Crafting Community Creativity - 405 Magazine

Crafting Community Creativity

  For Sara Cowan, art and the creative process are about more than just creating something beautiful.

405cowan Mvco 9

 

For Sara Cowan, art and the creative process are about more than just creating something beautiful. While that is true of the result, her passion for creating art and helping others experience it makes the material all the more meaningful.  

 

What is your background? 

Norman is my hometown, and I’m lucky to live close enough to my parents to see them regularly. As a young child, I spent a lot of time with my grandmother, who was a teacher and an artist, and she taught me how to sew and create. I find myself doing a lot of things I know she’d enjoy.

405cowan Mvco 8

I earned a degree in journalism from UCO, which led me to work at the Tulsa World for a few years before I moved to Oxford, England.

 

Living abroad made me miss certain parts of Oklahoma, specifically the friendliness of Okies. When I returned to Oklahoma, I taught high school journalism at Millwood, which I really enjoyed. But my teacher salary barely covered my son’s daycare expenses so I stayed home with him for a few years, using sewing and crafting as my creative outlet. 

 

How did you come to be at Factory Obscura?
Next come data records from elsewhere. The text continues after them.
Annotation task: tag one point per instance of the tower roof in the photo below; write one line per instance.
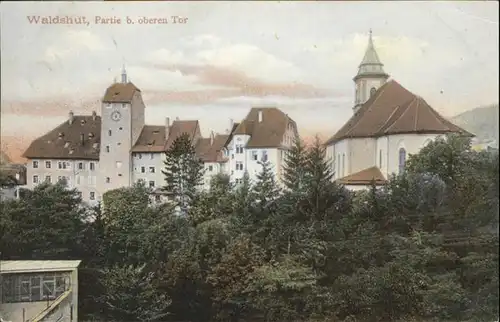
(395, 110)
(371, 65)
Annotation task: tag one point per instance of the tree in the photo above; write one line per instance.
(183, 171)
(266, 189)
(131, 294)
(294, 169)
(46, 224)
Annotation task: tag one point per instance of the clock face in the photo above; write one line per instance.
(116, 116)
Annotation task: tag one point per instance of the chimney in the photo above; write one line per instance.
(167, 127)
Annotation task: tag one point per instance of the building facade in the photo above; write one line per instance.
(388, 124)
(39, 291)
(115, 149)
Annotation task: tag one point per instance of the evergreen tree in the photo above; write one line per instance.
(183, 172)
(266, 189)
(294, 167)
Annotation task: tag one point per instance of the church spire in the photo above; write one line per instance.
(124, 75)
(371, 62)
(370, 77)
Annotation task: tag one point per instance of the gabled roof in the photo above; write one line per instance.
(178, 128)
(364, 177)
(394, 110)
(269, 132)
(120, 93)
(211, 150)
(151, 139)
(76, 139)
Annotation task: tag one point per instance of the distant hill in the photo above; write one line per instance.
(481, 121)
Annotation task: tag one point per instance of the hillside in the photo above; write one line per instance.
(481, 121)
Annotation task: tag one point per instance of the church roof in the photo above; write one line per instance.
(120, 93)
(394, 110)
(364, 177)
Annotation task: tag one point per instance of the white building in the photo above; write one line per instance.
(265, 134)
(96, 154)
(388, 124)
(39, 290)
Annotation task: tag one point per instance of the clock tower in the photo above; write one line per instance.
(122, 120)
(370, 77)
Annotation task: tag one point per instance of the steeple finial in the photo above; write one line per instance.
(124, 74)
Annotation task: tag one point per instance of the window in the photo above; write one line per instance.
(264, 156)
(33, 287)
(402, 160)
(62, 165)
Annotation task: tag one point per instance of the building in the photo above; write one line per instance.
(265, 134)
(388, 123)
(39, 291)
(115, 149)
(70, 153)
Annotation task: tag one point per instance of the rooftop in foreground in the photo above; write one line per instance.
(20, 266)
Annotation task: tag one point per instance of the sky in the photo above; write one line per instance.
(230, 56)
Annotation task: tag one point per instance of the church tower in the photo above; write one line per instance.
(122, 120)
(370, 76)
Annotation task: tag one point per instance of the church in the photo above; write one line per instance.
(388, 124)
I started painting as a meditative, calming practice, and after a couple of years I had developed a style I was proud of. Dusty Gilpin gave me my first solo show at Tree & Leaf. That was around the same time I created the OKC ART TEAM as a way to encourage creatives to call themselves artists no matter their experience level, especially kids. I still love to see the stickers on people’s cars. I feel like those are my people.

405cowan Mvco 7

When the Factory Obscura collective was forming and starting to build the first immersive experience, SHIFT, at Current Studio, I was very interested in becoming involved and I expressed that. When it came time to plan the Midnight Dinner (fundraiser), I was invited to join that project because I had relevant skills, and have been part of Factory Obscura ever since. 

 

For the readers that don’t know about Factory Obscura and “MixTape,” could you give a little background?

Factory Obscura is a collective of about 30 Oklahoma City artists of many disciplines who work together to build immersive experiences. “MixTape” is our third project and our first permanent one. It’s a 6,000-square foot attraction, and people of all ages love it. It’s an artistic expression of six different emotions that you might express when you make someone a mixtape – there are rooms for joy, melancholy, love and more.

405cowan Mvco 12

What medium do you most like to create with? … Or pick a few!

Murals are always so much fun! I would love to paint murals every month. At home, acrylic paints are my preferred medium, and I use those on birch panels. I always use very colorful and sometimes chaotic color schemes. I’m also a “sewist” and quilter.

 

Do you have a favorite artist or someone you consider a mentor? 

It is impossible to pick just one! Some of my local favorites are Faye Miller, Ebony Iman Dallas, Virginia Sitzes, Jack Fowler and Skip Hill. My favorite journalism professor, Dr. Terry Clark, has focused on watercolor painting during his retirement and I keep buying his more whimsical pieces. I have been lucky to collaborate with a lot of local artists I admire.

Kris Kanaly has been really helpful to me as I get more mural experience. My students at OKC Girls Art School are all pretty awesome, too.